The Autobiography of an Unknown South African

Publisher: University of California

Naboth Mokgatle

  • Born: 1911
  • Died: 1985

Mokgatle’s keen interest in reading inspired him to enroll at a number of night schools in Pretoria and Johannesburg. Some of these were run by members of the South African Communist Party and gave him the opportunity to learn more about communism and trade unionism. His political and trade union activism was given impetus when he joined the Communist Party of South Africa (CPSA). He was elected to the Pretoria district committee of the CPSA in 1941, which further stimulated his activities in these areas.

The period between 1943 and 1954 was his most fruitful and saw his greatest contributions to trade union and political organizations in South Africa. He collaborated with other trade unionists and activists, leading to the formation of many unions in Pretoria. He became full-time General Secretary of the Non-European Distributive Workers’ Union in 1943. He served on the executive committee of the Transvaal Council of Non-European Trade Unions and became the secretary of its Pretoria branch during the 1940s. In the late 1940’s, he formed and led the Dairy Workers’ Union and the highly successful African General Workers’ Union.

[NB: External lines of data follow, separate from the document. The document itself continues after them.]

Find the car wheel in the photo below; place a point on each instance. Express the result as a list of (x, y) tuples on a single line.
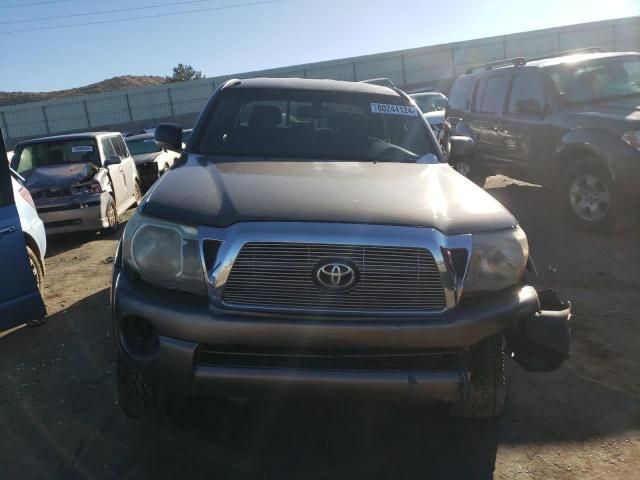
[(484, 396), (588, 195), (36, 267), (473, 173), (138, 396), (112, 217), (137, 193), (35, 262)]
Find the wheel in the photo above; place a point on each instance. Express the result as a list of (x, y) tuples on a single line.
[(473, 173), (485, 393), (112, 217), (587, 194), (38, 273), (36, 268), (139, 397), (137, 192)]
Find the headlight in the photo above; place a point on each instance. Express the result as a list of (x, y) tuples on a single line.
[(163, 253), (497, 261), (632, 139)]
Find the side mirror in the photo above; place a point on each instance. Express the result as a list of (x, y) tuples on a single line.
[(528, 107), (169, 136), (113, 160), (460, 147)]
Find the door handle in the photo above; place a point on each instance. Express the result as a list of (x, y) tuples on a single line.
[(8, 230)]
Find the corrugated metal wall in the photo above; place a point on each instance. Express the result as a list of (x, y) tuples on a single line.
[(407, 68)]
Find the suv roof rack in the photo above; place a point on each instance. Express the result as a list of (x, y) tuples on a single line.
[(575, 51), (516, 62), (383, 82)]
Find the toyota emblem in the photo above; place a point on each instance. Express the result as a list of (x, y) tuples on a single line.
[(335, 275)]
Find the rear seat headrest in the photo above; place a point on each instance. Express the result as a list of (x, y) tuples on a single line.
[(265, 116)]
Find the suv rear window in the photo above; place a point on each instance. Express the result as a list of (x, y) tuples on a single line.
[(315, 125), (494, 94), (460, 95)]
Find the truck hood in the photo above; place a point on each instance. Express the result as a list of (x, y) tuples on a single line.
[(625, 109), (57, 177), (220, 194), (145, 157)]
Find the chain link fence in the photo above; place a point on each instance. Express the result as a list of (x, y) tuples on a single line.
[(436, 66)]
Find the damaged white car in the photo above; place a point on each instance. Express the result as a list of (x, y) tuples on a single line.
[(151, 160), (79, 181)]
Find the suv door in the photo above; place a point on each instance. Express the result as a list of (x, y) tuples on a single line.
[(128, 165), (486, 120), (528, 138), (116, 172), (20, 300)]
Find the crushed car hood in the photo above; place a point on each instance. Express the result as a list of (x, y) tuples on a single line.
[(54, 177), (220, 194), (145, 157)]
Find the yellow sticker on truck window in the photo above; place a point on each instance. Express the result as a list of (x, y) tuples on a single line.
[(394, 109)]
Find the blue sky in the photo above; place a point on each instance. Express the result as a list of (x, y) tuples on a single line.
[(253, 37)]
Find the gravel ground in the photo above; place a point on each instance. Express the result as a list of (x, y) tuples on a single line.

Mokgatle was highly critical of the cosmetic reforms of the “liberal” government of J.C. Smuts and of the ANC’s moderate approach to successive white governments. He and S.S. Tefu turned the Pretoria Market into a political arena where a series of political meetings were held and fierce political speeches delivered. When the government of Dr D.F. Malan passed the Suppression of Communism Act in 1950, Mokgatle’s “political home” was destroyed as the CPSA disbanded.

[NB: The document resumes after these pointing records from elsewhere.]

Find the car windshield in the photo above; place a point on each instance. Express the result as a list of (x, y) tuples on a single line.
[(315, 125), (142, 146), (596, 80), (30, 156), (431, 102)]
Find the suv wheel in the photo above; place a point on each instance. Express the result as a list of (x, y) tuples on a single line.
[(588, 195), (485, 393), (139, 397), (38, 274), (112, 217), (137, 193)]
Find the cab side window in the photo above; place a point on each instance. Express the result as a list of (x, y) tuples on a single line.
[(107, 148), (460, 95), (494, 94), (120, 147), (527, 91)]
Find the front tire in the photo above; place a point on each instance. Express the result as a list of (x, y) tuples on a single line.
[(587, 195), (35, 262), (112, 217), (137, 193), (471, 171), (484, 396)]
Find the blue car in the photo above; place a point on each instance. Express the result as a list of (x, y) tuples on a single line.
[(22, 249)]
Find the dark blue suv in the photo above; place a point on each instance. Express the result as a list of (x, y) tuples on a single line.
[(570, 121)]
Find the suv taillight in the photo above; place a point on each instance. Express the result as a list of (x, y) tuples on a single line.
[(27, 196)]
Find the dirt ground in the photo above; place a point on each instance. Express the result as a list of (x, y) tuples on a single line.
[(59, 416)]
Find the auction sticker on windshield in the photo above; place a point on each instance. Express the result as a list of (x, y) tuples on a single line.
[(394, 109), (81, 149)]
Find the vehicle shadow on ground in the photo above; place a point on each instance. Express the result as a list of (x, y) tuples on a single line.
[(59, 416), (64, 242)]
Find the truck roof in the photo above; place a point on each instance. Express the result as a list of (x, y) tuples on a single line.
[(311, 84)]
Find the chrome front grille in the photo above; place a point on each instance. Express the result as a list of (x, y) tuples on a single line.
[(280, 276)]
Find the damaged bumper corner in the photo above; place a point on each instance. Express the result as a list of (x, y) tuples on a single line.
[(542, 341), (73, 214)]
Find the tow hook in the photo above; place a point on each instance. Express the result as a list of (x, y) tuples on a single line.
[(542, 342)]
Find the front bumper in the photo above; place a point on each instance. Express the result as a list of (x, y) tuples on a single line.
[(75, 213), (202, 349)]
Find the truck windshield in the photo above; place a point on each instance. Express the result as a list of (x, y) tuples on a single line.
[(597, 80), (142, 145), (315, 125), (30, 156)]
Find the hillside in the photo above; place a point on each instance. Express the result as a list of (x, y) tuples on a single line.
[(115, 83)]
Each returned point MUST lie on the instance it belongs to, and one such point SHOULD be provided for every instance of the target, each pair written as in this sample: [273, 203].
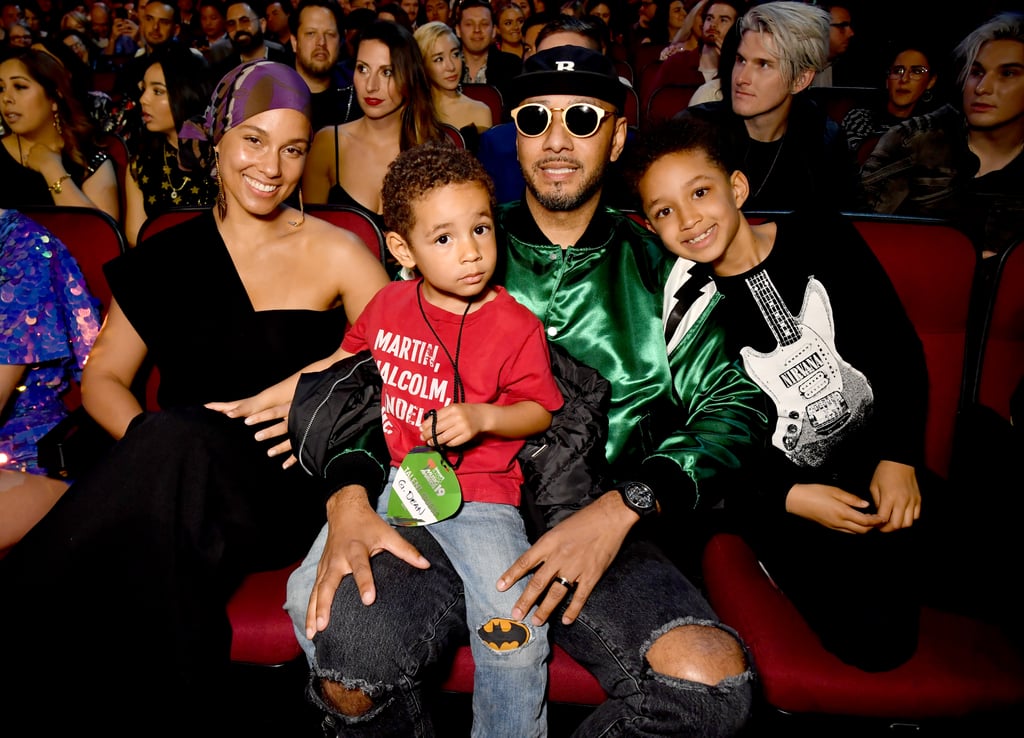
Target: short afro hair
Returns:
[681, 134]
[422, 169]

Mokgatle’s various organized labor and political activities brought him into headlong contact with state repression. Between 1930 and 1954 he was arrested and imprisoned on countless occasions. His union’s offices in Pretoria and his homes in Marabastad, lady Selbourne and Atteridgeville were frequently searched and many documents seized. His overseas mail was intercepted and confiscated. The banning orders placed on him in 1952 and 1954 by Minister of Justice, Education, Arts and Science, C.R. Swart, effectively denied him any form of existence in South Africa. Mokgatle therefore left South Africa on September 1954 with a self-written affidavit in his passport. He ultimately made London his home. Later his family joined him in exile. In 1956 his Atteridgeville home in South Africa was ransacked during the events that led to the infamous Treason Trial.